VGV: Veel Gestelde Vragen

 

— Leever laeze in ’t Limburgs? Klik den op dees link. —

 

1. Wat is Levende Talen?

Levende Talen (voluit: Vereniging van Leraren in Levende Talen) is de oudste beroepsvereniging van taaldocenten in Nederland. De leden zijn afkomstig uit alle sectoren van het onderwijs. Ze zijn verdeeld over de secties Arabisch, Chinees, Duits, Engels, Frans, Fries, Italiaans, Limburgs, Nederlands (met NT2), Nederlandse Gebarentaal, Nedersaksisch, Papiaments, Pools, Russisch, Spaans en Turks. Iedere talensectie heeft een eigen bestuur en eigen statuten. De federatie Levende Talen heeft ook een eigen hoofdbestuur, dagelijks bestuur en statuten.

Het gemeenschappelijke doel van alle Levende Talen-secties is de bevordering en ontwikkeling van het talenonderwijs in Nederland. Levende Talen organiseert daarom studiedagen en congressen over talenonderwijs en informeert haar leden over nieuws en ontwikkelingen via de tijdschriften Levende Talen Magazine en Levende Talen Tijdschrift, sociale media, de website levendetalen.nl en via de kanalen van de verschillende taalsecties.

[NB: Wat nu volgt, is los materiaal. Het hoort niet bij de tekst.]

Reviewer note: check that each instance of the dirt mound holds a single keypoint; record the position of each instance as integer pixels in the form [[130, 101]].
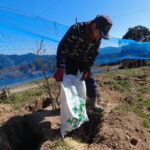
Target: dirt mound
[[121, 130], [6, 112], [29, 131]]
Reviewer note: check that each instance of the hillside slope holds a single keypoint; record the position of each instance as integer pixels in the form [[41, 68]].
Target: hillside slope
[[125, 125]]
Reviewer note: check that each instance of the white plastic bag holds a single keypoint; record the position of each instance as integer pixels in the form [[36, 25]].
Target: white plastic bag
[[73, 103]]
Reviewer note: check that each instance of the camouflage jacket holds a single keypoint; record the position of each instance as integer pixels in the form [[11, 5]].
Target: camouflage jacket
[[76, 45]]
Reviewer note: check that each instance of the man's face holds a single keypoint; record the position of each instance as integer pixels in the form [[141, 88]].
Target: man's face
[[95, 32]]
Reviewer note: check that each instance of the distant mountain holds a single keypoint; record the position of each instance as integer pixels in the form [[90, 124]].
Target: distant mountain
[[22, 60], [134, 51]]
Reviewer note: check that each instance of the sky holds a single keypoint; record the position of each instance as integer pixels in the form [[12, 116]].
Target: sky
[[124, 13]]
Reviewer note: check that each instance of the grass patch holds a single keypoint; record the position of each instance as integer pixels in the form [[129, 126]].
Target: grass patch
[[23, 96], [146, 123], [61, 143], [121, 85]]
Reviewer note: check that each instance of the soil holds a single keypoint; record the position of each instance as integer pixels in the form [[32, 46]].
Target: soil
[[39, 129]]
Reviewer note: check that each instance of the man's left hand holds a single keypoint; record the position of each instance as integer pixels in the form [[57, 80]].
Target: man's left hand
[[85, 75]]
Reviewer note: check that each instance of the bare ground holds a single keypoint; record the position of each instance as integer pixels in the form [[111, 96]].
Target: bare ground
[[116, 130]]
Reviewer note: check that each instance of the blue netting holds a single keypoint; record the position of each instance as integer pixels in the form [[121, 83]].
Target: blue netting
[[20, 37]]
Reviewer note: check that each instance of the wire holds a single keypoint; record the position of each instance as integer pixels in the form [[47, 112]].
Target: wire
[[52, 6], [133, 12], [29, 14]]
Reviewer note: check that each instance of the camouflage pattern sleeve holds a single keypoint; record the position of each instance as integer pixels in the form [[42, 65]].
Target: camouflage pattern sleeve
[[67, 43], [91, 57]]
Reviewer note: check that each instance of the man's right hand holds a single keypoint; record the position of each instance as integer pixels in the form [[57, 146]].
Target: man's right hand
[[59, 74]]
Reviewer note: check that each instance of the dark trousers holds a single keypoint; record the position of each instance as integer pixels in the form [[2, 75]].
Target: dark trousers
[[72, 67]]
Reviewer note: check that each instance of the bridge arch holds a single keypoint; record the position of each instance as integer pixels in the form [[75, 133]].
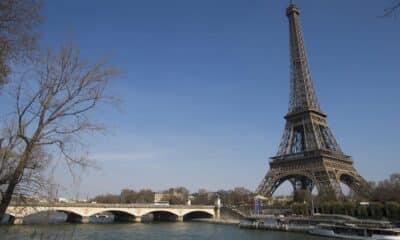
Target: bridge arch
[[120, 215], [160, 215], [197, 214]]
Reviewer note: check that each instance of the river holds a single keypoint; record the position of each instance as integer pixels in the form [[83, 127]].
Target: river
[[139, 231]]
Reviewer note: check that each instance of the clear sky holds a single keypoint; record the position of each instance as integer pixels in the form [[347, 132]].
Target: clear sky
[[205, 86]]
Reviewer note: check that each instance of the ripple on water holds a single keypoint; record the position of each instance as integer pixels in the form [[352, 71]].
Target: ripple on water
[[139, 231]]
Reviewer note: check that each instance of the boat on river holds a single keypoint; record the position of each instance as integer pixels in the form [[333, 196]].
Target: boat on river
[[351, 231]]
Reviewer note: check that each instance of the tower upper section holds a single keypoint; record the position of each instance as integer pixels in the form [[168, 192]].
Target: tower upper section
[[302, 93]]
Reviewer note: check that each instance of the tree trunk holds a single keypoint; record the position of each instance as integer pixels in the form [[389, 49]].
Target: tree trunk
[[14, 180]]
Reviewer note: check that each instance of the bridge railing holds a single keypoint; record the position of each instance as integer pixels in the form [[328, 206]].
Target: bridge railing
[[107, 205]]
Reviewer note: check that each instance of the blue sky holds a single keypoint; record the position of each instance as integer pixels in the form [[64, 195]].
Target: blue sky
[[205, 86]]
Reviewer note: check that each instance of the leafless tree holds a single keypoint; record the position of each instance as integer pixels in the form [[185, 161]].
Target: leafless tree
[[18, 19], [52, 106]]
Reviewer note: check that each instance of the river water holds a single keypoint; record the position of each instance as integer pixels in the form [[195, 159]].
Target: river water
[[139, 231]]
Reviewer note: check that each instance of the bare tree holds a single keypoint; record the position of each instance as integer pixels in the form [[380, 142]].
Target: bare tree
[[18, 19], [52, 105]]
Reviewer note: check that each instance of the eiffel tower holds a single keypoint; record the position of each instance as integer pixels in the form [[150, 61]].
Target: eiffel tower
[[308, 155]]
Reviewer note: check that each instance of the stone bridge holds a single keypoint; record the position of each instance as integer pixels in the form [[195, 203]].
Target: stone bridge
[[80, 212]]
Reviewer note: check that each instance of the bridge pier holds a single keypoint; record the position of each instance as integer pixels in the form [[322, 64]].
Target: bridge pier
[[15, 220], [138, 219], [73, 218], [125, 218]]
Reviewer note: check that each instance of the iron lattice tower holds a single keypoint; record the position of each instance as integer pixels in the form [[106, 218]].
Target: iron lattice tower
[[308, 154]]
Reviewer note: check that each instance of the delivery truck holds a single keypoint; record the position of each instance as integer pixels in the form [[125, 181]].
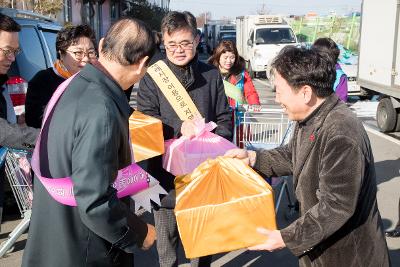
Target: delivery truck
[[379, 59], [259, 38]]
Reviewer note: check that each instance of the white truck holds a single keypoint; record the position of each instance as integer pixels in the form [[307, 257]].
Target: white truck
[[259, 38], [379, 59]]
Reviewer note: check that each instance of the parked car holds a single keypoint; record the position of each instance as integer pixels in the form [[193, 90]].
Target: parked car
[[37, 41]]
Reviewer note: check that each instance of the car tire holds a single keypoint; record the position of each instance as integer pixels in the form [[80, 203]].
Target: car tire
[[386, 115], [397, 128]]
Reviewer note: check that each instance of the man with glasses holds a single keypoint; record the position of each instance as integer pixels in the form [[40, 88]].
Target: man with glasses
[[11, 134], [204, 85]]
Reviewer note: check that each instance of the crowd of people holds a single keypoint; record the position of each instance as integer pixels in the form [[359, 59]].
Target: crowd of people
[[81, 107]]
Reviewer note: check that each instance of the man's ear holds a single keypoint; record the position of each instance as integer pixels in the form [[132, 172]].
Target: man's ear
[[142, 65], [101, 45], [308, 94]]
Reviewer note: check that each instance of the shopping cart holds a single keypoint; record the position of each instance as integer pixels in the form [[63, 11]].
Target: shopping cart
[[263, 128], [18, 172]]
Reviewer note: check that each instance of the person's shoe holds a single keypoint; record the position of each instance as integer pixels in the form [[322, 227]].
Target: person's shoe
[[393, 233]]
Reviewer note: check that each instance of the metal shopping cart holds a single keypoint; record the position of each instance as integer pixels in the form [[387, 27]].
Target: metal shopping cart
[[262, 128], [18, 172]]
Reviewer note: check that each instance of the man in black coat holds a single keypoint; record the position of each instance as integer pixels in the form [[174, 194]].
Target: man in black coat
[[11, 134], [204, 85], [87, 138]]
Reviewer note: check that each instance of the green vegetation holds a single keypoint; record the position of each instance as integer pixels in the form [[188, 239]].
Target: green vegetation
[[343, 30]]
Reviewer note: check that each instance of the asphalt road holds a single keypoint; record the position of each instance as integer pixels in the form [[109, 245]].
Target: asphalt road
[[387, 162]]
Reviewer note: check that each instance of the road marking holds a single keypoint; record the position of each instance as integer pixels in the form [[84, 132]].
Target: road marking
[[378, 133]]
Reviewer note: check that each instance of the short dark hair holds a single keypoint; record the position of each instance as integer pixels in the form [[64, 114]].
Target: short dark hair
[[175, 21], [301, 66], [329, 46], [227, 46], [69, 35], [8, 24], [128, 41]]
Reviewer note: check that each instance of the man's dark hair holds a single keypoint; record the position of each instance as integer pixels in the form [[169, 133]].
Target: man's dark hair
[[128, 41], [8, 24], [328, 46], [175, 21], [301, 66], [69, 35]]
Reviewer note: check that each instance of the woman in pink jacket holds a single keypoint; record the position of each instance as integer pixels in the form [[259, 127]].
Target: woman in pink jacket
[[232, 69]]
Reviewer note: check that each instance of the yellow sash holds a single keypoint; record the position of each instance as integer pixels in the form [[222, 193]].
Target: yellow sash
[[173, 90]]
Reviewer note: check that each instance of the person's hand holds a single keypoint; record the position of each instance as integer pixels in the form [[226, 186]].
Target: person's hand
[[274, 240], [247, 156], [188, 129], [150, 238], [21, 119]]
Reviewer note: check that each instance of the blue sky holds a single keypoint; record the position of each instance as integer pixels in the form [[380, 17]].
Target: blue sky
[[234, 8]]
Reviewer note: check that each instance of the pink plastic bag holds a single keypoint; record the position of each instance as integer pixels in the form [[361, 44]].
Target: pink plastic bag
[[183, 155]]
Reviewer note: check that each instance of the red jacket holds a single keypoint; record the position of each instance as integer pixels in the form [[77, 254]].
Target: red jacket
[[249, 90]]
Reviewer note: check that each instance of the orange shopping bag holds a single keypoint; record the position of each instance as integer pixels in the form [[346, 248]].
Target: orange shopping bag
[[146, 136], [220, 205]]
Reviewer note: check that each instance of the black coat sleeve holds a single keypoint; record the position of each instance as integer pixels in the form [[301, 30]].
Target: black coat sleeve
[[17, 136], [34, 104]]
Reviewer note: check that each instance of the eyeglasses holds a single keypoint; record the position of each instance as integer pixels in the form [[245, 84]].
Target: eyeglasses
[[8, 52], [81, 54], [185, 45]]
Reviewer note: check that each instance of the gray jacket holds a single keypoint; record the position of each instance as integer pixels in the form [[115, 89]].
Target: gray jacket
[[333, 170]]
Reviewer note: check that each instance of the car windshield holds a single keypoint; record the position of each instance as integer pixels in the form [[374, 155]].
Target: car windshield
[[275, 36]]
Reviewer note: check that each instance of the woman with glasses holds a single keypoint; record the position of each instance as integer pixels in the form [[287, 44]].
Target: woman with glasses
[[75, 48], [232, 68]]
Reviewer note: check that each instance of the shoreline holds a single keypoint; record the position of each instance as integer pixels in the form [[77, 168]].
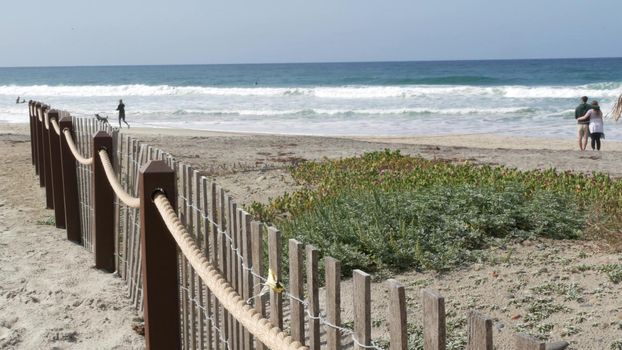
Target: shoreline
[[254, 167], [484, 140]]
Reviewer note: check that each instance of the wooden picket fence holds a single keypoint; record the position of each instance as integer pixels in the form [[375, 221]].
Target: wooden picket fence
[[186, 313]]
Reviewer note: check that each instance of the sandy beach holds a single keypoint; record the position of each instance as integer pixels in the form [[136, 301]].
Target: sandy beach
[[51, 297]]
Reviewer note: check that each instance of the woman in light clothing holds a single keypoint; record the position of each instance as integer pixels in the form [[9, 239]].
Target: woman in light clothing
[[595, 116]]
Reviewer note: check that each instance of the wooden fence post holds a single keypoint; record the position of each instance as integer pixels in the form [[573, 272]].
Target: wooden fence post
[[70, 184], [159, 260], [47, 158], [274, 263], [397, 314], [257, 255], [39, 137], [525, 342], [313, 285], [480, 332], [296, 289], [362, 309], [57, 172], [433, 320], [103, 206], [33, 140]]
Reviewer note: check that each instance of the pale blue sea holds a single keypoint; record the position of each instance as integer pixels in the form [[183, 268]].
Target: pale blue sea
[[509, 97]]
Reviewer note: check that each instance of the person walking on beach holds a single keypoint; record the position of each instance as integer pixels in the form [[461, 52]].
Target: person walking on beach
[[121, 109], [595, 116], [583, 124]]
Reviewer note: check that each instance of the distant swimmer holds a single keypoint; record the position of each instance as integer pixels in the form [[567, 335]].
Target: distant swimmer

Daarnaast is Levende Talen als lid van de Federatie van Onderwijsvakorganisaties (FvOv) aangesloten bij de vakcentrale CMHF/VCP om ook in de arbeidsvoorwaardelijke sfeer de belangen van haar leden te kunnen behartigen.

Leden van Levende Talen zijn voornamelijk werkzaam in het primair onderwijs, het voortgezet onderwijs, het beroepsonderwijs, het wetenschappelijk onderwijs en de volwasseneneducatie. Verder zijn er sympathisantleden die door middel van hun lidmaatschap de ontwikkeling en professionalisering van het onderwijsaanbod in bijvoorbeeld het Limburgs willen ondersteunen.

 

2. Wil Levende Talen Limburgs dat het Limburgs een schoolvak wordt?

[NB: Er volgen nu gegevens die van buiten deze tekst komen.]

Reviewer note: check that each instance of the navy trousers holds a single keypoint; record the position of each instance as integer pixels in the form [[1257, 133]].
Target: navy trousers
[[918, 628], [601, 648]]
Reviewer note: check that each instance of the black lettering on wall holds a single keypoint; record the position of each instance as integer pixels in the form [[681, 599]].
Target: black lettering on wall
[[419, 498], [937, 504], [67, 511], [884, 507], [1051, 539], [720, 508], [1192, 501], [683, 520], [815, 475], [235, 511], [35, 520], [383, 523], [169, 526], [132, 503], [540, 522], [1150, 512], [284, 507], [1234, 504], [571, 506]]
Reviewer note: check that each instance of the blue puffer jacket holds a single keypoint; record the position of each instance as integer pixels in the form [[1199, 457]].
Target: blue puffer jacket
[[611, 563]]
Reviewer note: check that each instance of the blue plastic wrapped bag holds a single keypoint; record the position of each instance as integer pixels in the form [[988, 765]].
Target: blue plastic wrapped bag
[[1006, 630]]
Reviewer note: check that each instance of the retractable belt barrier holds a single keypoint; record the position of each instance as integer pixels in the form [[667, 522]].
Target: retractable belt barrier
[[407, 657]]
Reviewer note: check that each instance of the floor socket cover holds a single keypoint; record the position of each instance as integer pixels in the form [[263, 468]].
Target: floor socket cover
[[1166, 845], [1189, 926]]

Nee, Levende Talen Limburgs heeft hier geen standpunt over. Wat Levende Talen Limburgs wél wil bereiken is:

(1) dat het cursusaanbod Limburgs wordt uitgebreid en geprofessionaliseerd, zodat niet-Limburgstaligen Limburgs kunnen leren als zij dit willen,

(2) dat thuistalen als het Limburgs (maar ook bijvoorbeeld Pools en Turks) een plek kunnen krijgen als instructietaal in het onderwijs,

(3) dat er in lerarenopleidingen modules meertaligheid (inclusief Limburgs) worden aangeboden.

 

3. Is het niet verwarrend voor kinderen om met meerdere talen op te groeien?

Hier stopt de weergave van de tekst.